Parmi vos œuvres, une photo montre la peau d’une femme sur laquelle sont inscrits des noms, comme si elle appartenait à tout le monde sauf à elle-même. Est-ce votre vision de la femme marocaine ? 

Tout à fait. À des degrés différents. Quand on est une femme, chacun a son mot à dire sur ce qu’on fait de notre corps, à qui on doit le rendre accessible ou pas, comment l’habiller, à quel âge y concevoir des enfants… On se retrouve avec une enveloppe que l’on nourrit, que l’on entretient, lave, préserve mais qui ne nous appartient presque plus. Quand on parle de terres spoliées, de colonisation, tout le monde s’indigne, et certains renversent même des voitures lors de manifestations. L’attachement à la terre est intelligible pour tous. Mais quand il s’agit du corps d’une femme, le bien physique le plus élémentaire, personne ne semble l’envisager de la même façon. L’empathie s’estompe très vite. C’est pour cette raison que dans “No man’s land”, j’ai dessiné ces frontières qui découpent chacun des corps photographiés et que j’ai rempli ensuite des noms des personnes, partis politiques, personnages influents, collègues de travail que ces femmes m’ont présentés comme leurs bourreaux au quotidien.

Une opinion sur le débat autour de l’avortement qui fait rage en ce moment au Maroc ?

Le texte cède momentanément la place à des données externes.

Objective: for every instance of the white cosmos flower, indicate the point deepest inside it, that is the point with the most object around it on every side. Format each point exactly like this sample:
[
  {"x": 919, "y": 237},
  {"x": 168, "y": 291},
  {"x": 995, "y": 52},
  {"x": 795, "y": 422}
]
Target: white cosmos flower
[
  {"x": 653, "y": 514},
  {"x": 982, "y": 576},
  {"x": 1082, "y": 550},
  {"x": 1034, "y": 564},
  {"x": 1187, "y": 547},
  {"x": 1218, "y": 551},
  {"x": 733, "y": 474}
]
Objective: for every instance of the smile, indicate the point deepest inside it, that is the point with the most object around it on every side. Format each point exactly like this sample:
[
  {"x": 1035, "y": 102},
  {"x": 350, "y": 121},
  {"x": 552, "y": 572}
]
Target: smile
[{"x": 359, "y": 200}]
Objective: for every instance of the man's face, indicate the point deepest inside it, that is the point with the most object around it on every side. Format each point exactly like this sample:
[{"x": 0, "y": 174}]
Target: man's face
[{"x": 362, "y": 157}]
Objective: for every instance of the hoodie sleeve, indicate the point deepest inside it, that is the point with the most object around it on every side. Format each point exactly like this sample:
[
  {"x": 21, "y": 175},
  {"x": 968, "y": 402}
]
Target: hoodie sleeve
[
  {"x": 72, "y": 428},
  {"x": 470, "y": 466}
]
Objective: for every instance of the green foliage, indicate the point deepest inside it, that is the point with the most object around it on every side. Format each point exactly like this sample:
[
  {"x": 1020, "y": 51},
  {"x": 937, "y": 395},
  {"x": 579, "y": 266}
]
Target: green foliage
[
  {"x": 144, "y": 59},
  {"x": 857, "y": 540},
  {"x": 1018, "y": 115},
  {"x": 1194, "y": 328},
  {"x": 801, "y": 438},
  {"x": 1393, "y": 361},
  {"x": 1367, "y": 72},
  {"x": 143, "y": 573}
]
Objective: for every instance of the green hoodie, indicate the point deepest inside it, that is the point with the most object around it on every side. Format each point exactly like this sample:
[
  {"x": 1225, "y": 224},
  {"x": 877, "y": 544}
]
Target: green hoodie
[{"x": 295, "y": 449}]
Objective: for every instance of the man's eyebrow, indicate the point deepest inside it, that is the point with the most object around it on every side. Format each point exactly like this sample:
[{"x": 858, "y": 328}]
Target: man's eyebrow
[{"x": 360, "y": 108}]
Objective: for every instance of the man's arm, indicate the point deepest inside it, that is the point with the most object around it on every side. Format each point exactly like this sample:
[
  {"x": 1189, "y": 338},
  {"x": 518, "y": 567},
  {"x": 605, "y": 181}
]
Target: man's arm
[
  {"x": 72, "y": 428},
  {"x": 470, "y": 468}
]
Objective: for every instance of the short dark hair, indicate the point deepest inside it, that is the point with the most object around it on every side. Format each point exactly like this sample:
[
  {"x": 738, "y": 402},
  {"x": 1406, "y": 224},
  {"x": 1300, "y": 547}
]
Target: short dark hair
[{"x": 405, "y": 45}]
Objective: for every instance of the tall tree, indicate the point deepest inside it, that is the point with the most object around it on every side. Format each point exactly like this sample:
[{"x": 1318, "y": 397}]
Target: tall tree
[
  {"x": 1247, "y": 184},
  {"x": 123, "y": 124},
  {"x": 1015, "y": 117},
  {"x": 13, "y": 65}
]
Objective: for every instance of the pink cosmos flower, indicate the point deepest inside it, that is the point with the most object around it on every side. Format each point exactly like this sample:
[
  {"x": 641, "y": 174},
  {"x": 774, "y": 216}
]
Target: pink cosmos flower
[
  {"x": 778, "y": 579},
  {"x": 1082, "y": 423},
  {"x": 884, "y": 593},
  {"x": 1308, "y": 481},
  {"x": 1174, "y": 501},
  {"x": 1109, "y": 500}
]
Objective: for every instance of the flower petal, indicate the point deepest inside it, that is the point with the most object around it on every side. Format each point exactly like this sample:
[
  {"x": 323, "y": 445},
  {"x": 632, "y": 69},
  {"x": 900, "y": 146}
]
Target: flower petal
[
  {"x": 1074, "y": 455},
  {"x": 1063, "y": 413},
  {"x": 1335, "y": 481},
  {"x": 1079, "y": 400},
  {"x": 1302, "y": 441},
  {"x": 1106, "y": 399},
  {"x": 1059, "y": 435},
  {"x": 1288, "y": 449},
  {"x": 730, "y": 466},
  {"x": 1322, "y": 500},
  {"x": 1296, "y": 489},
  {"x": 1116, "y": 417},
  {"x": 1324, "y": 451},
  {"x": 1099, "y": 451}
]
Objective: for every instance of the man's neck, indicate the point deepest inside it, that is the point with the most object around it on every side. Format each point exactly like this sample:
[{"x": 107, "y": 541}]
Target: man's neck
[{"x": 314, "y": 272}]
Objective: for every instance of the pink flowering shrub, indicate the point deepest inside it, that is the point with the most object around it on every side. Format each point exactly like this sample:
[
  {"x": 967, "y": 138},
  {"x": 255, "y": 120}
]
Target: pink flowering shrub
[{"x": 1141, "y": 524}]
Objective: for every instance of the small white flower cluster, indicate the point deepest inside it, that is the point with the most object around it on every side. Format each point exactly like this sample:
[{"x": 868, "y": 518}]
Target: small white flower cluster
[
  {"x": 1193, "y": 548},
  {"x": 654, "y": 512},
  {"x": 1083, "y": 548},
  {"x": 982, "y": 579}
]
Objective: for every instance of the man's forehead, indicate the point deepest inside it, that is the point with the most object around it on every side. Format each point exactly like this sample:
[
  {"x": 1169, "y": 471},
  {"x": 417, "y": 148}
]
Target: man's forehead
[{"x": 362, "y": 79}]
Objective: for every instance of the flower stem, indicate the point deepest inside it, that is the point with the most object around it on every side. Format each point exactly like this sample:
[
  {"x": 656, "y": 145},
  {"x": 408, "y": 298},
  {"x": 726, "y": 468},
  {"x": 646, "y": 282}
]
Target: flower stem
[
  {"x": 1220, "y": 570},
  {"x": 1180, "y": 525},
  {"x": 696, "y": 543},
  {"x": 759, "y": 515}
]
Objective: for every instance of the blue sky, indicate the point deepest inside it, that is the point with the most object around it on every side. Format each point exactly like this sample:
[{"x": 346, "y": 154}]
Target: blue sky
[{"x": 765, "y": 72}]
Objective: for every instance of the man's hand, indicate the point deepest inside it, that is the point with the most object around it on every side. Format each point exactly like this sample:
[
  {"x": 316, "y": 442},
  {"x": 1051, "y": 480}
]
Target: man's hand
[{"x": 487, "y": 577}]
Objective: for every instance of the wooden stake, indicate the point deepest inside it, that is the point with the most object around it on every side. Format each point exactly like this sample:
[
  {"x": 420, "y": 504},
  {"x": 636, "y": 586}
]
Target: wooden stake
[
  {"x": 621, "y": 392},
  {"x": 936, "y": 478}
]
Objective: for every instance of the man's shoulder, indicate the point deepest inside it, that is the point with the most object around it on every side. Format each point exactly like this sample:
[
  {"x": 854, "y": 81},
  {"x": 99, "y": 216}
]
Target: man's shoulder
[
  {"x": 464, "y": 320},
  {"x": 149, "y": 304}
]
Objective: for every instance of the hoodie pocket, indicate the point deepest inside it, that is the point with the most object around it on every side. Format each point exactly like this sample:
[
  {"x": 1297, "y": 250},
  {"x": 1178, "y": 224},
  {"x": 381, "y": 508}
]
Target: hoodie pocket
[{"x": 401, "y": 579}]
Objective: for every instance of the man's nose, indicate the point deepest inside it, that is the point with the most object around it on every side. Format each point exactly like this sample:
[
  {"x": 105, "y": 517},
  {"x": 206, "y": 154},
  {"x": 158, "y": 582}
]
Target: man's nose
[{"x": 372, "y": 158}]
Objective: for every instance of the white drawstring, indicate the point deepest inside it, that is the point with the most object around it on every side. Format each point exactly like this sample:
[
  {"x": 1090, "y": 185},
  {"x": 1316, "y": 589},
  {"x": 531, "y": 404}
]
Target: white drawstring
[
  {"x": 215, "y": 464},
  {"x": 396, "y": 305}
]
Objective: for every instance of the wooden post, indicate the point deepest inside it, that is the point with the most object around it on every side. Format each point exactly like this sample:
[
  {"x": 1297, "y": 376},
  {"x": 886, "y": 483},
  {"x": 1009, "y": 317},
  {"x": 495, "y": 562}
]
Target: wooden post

Je suis ravie de voir que pour la première fois, un débat public s’ouvre sur un sujet à la fois sensible et de premier ordre. La question de l’avortement est essentiellement morale. Et comme la religion fait la pluie et le beau temps au Maroc, c’est normal que le débat fasse rage. Pénaliser l’avortement est encore une oppression de la femme car c’est sur sa tête que tombe le ciel en cas de grossesse non désirée ou problématique. L’homme ne prend absolument aucun risque. Tous ceux qui sont contre l’avortement n’ont aucune empathie. Une femme devrait avoir le dernier mot sur son corps, encore plus lorsqu’il s’agit d’une grossesse ! L’avortement n’a jamais été une partie de plaisir et celles qui y recourent l’envisagent toujours en dernier recours. De plus, c’est tout de même mieux pour un enfant de naître et s’épanouir dans les bras d’une mère qui l’a désiré.

Malgré ces entraves, comment une femme pourrait-elle se réaliser, être pleinement elle-même, d’après vous ?

Et bien, il faut continuer de mener ces petites batailles du quotidien pour vivre comme on l’entend, investir les lieux publics, la politique. Il faut continuer de s’exprimer, lire, écrire, faire du journalisme audacieux et de qualité… Je me souviens que, adolescente, j’adorais accompagner ma mère chez le coiffeur ou chez le médecin parce qu’il y avait des exemplaires de “Femmes du Maroc”. Je les dévorais en entier, les pages “C’est mon histoire” et la double page noire, “Et si on en parlait ?”. Je trouvais ça merveilleux que des femmes, du Maroc de surcroît, donc auxquelles je pouvais m’identifier, puissent ainsi parler de leur vie intime, leur sexualité, sans tabous. J’étais fascinée par ces témoignages, ces portraits de femmes fortes, chefs d’entreprise, artistes, médecins, femmes de pouvoir… J’ai l’air de vous flatter parce que vous m’interviewez mais je vous jure que c’est vrai (rires) !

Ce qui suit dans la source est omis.